The state commission that is supposed to come up with answers to the problems in public education in New York is in the midst of a statewide fact-finding tour. They are getting an earful about how to improve schools, including when they came through central New York Tuesday.
Expanding pre-kindergarten and spreading resources evenly among schools around the state are some of the major suggestions.
Chidlcare Solutions Executive Director Peggy Liuizzi says pre-K is a proven way to boost education results.
"When we have good quality childhood experiences, it lasts through being ready for kindergarten, being able to read in third grade, it's really the foundation children need to succeed," said Liuizzi. "And we really want to see that investment in New York state expanded. There's not enough services, not enough programs."

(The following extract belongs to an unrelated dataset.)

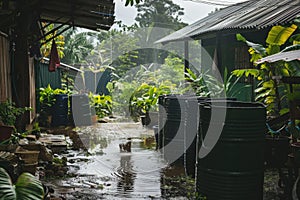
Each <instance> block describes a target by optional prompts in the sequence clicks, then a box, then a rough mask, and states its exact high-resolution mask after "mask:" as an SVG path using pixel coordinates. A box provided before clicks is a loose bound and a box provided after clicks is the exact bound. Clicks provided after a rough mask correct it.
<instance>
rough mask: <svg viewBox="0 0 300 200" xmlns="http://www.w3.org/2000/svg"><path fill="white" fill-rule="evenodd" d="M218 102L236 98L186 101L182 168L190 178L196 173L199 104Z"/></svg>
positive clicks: (203, 99)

Parent Talahna Jones sees the proof first hand. Her son Kareem Tajay has Down syndrome and is flourishing in third grade in the Syracuse City School District -- success she pins on his experience in a pre-K program.
"We know without early intervention, without pre-school, he wouldn't be where he is today. He's just a different boy," said Jones.

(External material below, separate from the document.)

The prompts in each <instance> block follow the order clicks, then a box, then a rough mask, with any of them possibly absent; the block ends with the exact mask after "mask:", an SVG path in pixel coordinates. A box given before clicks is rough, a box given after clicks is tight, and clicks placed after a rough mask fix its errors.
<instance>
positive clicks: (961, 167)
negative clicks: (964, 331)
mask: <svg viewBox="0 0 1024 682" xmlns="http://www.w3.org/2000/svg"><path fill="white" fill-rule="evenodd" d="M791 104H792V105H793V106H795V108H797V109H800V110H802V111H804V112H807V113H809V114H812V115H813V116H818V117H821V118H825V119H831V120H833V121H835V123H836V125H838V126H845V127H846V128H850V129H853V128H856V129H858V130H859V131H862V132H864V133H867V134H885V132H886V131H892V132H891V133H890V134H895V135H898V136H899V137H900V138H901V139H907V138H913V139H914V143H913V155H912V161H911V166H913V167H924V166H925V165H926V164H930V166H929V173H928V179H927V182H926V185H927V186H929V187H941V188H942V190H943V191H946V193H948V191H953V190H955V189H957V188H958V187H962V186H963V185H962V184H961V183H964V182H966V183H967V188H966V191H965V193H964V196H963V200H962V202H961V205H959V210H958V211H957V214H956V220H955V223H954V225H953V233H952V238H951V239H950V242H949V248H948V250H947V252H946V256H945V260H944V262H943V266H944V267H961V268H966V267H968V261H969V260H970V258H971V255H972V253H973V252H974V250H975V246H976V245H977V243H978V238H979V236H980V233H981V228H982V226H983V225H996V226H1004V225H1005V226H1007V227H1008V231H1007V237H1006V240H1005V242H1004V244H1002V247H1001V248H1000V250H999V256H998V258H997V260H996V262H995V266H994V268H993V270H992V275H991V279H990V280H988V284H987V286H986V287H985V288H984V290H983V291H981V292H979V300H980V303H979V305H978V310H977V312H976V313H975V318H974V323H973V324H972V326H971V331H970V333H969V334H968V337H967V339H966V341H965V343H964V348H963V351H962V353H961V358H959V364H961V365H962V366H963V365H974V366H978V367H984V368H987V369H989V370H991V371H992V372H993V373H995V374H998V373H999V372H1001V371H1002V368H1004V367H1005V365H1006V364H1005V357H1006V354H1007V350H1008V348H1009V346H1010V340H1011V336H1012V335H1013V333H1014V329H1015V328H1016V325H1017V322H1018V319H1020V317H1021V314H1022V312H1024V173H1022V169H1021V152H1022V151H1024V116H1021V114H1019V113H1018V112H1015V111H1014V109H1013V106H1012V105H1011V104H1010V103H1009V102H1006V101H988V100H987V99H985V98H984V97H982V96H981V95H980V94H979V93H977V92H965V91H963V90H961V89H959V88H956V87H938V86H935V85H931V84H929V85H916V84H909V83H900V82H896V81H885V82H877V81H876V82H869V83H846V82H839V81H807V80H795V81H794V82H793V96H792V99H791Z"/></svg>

Jones and others emphasized the need for pre-K if the state is going to turn around it's educational ranking.
Governor Andrew Cuomo appointed the New York State Education Reform Commission to try to turn around statistics that place New York 34th in test results, but first in education spending among states nationwide.
The commission, appointed by Cuomo, is supposed to come up with a series of proposals to do that by the end of the year.
So far commission Chairman Dick Parsons says hearings have pointed to a need for more pre-K programs, as well as a need to more equitably reallocate resources. He admits their final plan could be controversial.
"Somebody's ox has gotta get gored, and to those who's ox gets gored, they'll be controversial," Parsons said. "But what we gotta do, is what the slogan says, 'putting students first.'"
Will they be able to do that? Margaret Diehl of Parents for Public Schools of Syracuse says the commission may have good intentions, but that may not be enough.
"A lot of this, especially the funding, is with our elected officials, and that is such a hot potato. And that's where I see the problem," said Dahl.
School funding was effected this year by the state's new mandated property tax cap. It is one of many factors that have caused some to call for more equitable distribution of funding to schools across the state.
Among those testifying at the hearing, Kari Eger Brecht, a Spanish teacher in the Syracuse City School District, wonders if another mandate -- the state teacher evaluations -- tell the whole story.
"In the system we are presently in, with all the focus on evaluation and test scores and data, everything seems to boil down to numbers," said Brecht. "And when it comes to evaluating a good teacher, you need to look at more than a score on a sheet, you have to look at the whole teacher."
The preliminary recommendations from the commission are due by the end of the year.